//! URI and IRI resolvers.
//!
//! # IRI resolution can fail without WHATWG URL Standard serialization
//!
//! ## Pure RFC 3986 algorithm
//!
//! Though this is not explicitly stated in RFC 3986, IRI resolution can fail.
//! Below are examples:
//!
//! * base=`scheme:`, ref=`.///bar`.
//! + Resulting IRI should have scheme `scheme` and path `//bar`, but does not have authority.
//! * base=`scheme:foo`, ref=`.///bar`.
//! + Resulting IRI should have scheme `scheme` and path `//bar`, but does not have authority.
//! * base=`scheme:`, ref=`/..//baz`.
//! + Resulting IRI should have scheme `scheme` and path `//bar`, but does not have authority.
//! * base=`scheme:foo/bar`, ref=`..//baz`.

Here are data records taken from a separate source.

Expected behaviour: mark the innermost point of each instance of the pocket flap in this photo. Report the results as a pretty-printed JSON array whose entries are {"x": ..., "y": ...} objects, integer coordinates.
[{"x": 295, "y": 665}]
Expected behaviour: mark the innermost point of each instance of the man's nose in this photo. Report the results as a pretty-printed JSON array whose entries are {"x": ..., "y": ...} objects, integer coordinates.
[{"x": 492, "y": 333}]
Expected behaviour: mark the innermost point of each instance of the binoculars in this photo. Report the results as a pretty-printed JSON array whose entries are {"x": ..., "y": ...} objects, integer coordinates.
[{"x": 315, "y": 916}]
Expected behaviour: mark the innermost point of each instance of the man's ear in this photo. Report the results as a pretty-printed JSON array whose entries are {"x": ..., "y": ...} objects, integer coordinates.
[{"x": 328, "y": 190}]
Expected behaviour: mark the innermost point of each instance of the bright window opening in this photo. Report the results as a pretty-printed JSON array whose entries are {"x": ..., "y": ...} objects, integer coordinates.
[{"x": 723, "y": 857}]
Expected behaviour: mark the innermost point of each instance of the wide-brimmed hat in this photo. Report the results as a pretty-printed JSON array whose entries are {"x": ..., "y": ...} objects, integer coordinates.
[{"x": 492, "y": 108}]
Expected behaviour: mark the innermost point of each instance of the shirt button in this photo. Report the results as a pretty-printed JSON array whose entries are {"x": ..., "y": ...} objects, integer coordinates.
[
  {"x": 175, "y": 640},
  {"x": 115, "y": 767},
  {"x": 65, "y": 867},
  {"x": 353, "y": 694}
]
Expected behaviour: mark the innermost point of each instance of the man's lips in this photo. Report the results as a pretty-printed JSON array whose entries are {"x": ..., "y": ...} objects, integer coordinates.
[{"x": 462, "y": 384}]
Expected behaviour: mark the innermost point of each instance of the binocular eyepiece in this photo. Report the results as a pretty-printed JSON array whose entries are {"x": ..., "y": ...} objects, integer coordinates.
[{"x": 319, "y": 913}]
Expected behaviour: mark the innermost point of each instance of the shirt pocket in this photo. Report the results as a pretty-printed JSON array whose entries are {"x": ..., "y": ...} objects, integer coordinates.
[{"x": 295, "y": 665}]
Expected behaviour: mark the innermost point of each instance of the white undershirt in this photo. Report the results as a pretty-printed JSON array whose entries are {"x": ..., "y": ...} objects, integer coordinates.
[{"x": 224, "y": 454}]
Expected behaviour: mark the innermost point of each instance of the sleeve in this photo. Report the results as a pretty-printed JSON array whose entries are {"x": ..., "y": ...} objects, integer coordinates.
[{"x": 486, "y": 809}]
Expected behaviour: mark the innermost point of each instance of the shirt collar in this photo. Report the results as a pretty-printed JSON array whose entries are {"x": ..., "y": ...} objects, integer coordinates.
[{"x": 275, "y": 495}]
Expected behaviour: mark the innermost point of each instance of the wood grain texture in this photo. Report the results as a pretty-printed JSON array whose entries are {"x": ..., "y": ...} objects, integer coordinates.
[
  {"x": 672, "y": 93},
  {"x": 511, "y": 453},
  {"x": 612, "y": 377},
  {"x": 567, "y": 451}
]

//! + Resulting IRI should have scheme `scheme` and path `//bar`, but does not have authority.
//!
//! IRI without authority (note that this is different from "with empty authority")
//! cannot have a path starting with `//`, since it is ambiguous and can be
//! interpreted as an IRI with authority. For the above examples, `scheme://bar`
//! is not valid output, as `bar` in `scheme://bar` will be interpreted as an
//! authority, not a path.
//!
//! Thus, IRI resolution by pure RFC 3986 algorithm can fail for some abnormal
//! cases.
//!
//! Note that this kind of failure can happen only when the base IRI has no
//! authority and empty path. This would be rare in the wild, since many people
//! would use an IRI with authority part, such as `http://`.
//!
//! If you are handling `scheme://`-style URIs and IRIs, don't worry about the
//! failure. Currently no cases are known to fail when at least one of the base
//! IRI or the relative IRI contains authorities.
//!
//! If you want this kind of abnormal IRI resolution to succeed and to be
//! idempotent, check the resolution result using
//! [`Normalized::ensure_rfc3986_normalizable`] (see the section below).
//!
//! ## WHATWG serialization
//!
//! To handle IRI resolution failure, WHATWG URL Standard defines serialization
//! algorithm for this kind of result, and it makes IRI resolution (and even
//! normalization) infallible and idempotent.
//!
//! IRI resolution and normalization provided by this crate automatically
//! applies this special rule if necessary, so they are infallible. If you want
//! to detect resolution/normalization failure, use
//! [`Normalized::ensure_rfc3986_normalizable`] method.
//!
//! ## Examples
//!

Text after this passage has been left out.